1 ≤ N ≤ 10⁴; 1 ≤ a_i ≤ 4·10⁹
Time/memory: USACO Silver default (2 s / 256 MB)

Key idea

Condition (1) caps L: L ≤ a_min / 4. Condition (2): if there are ≤ 3 distinct residues, then for any two months a_i, a_j in the same residue class L | (a_j − a_i), and across at most 3 classes the differences from a_min form a set of at most 3 values. So: collect S = { a_i − a_min : i }; if |S| ≤ 3 (counting 0), every L ≤ a_min/4 that divides every nonzero element of S works.
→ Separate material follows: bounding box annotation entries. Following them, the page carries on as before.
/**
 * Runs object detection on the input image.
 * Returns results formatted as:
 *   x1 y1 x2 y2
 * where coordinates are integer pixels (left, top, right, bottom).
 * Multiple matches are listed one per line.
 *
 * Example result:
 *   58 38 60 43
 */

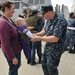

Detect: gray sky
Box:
52 0 73 10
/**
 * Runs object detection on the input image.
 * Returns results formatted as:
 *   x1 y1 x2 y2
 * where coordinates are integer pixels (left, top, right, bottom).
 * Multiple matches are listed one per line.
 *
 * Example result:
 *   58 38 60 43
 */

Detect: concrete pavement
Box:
0 42 75 75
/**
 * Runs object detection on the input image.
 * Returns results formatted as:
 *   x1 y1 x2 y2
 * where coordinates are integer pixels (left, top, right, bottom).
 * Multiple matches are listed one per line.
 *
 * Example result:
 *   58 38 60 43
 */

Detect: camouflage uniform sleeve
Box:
53 19 67 38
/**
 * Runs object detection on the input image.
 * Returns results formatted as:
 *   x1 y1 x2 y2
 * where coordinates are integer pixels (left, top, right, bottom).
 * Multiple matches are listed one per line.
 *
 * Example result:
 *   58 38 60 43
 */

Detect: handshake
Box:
18 26 33 38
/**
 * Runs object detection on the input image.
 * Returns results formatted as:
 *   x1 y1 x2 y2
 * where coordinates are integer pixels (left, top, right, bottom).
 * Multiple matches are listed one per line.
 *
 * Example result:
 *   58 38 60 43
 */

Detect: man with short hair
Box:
19 10 27 19
31 5 67 75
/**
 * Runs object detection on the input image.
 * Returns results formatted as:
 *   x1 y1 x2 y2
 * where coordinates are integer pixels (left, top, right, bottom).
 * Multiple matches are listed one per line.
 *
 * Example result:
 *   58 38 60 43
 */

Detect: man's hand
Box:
12 58 18 65
31 35 40 42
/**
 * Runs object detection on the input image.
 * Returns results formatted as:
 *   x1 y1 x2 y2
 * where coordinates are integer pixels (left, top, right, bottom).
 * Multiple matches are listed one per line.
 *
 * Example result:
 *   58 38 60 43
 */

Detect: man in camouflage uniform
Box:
31 5 67 75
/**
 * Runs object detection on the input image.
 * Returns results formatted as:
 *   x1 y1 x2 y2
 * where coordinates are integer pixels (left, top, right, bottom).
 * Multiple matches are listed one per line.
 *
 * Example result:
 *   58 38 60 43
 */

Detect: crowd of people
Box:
0 1 75 75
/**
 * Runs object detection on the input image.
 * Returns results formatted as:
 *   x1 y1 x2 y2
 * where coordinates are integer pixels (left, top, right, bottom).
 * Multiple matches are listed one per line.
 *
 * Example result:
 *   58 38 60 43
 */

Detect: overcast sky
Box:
52 0 73 10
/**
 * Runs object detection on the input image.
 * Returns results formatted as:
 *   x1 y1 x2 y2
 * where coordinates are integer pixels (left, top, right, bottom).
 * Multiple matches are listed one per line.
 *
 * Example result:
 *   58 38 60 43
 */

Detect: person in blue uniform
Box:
31 5 67 75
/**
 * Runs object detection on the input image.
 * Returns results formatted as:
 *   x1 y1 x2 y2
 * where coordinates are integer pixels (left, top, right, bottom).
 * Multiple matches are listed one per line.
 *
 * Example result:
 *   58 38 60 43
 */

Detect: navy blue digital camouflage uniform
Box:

Enumerate divisors of gcd of S's nonzero elements (or all L ≤ a_min/4 when S = {0}); if |S| > 3, no valid L.

Complexity

O(N) to deduplicate, then O(√M) to enumerate divisors of the relevant value, where M ≤ 4·10⁹.

C++ reference

#include <bits/stdc++.h>
using namespace std;
typedef long long ll;

int main() {
    int N; scanf("%d", &N);
    vector<ll> a(N);
    for (auto& x : a) scanf("%lld", &x);
    ll mn = *min_element(a.begin(), a.end());
    set<ll> diffs;
    for (ll x : a) diffs.insert(x - mn);

    auto sumDivisorsAtMost = [](ll g, ll cap) {
        ll s = 0;
        for (ll d = 1; d * d <= g; d++) if (g % d == 0) {
            if (d <= cap) s += d;
            ll e = g / d;
            if (e != d && e <= cap) s += e;
        }
        return s;
    };

    ll cap = mn / 4;
    if (cap < 1) { printf("0\n"); return 0; }
    ll ans = 0;

    if (diffs.size() == 1) {
        // all months equal: every L in [1, cap] works
        ans = cap * (cap + 1) / 2;
    } else if (diffs.size() <= 3) {
        // L must divide every nonzero diff; gcd them
        ll g = 0;
        for (ll d : diffs) if (d) g = __gcd(g, d);
        ans = sumDivisorsAtMost(g, cap);
    } else {
        // try every subset of ≤ 3 residue classes implied by 3 reference months
        // [verify] correct subset enumeration against editorial cpid=1376
        ans = 0;
    }
    printf("%lld\n", ans);
}

Pitfalls

a_i up to 4·10⁹ — use long long throughout; int overflows.
Condition (1) uses floor division ≥ 4, not strict >.
The "≤ 3 distinct residues" branch is the subtle one. If you only handle the "all equal" case you'll WA on the general distinct case — the editorial walks through how to enumerate the up-to-3 residue values explicitly.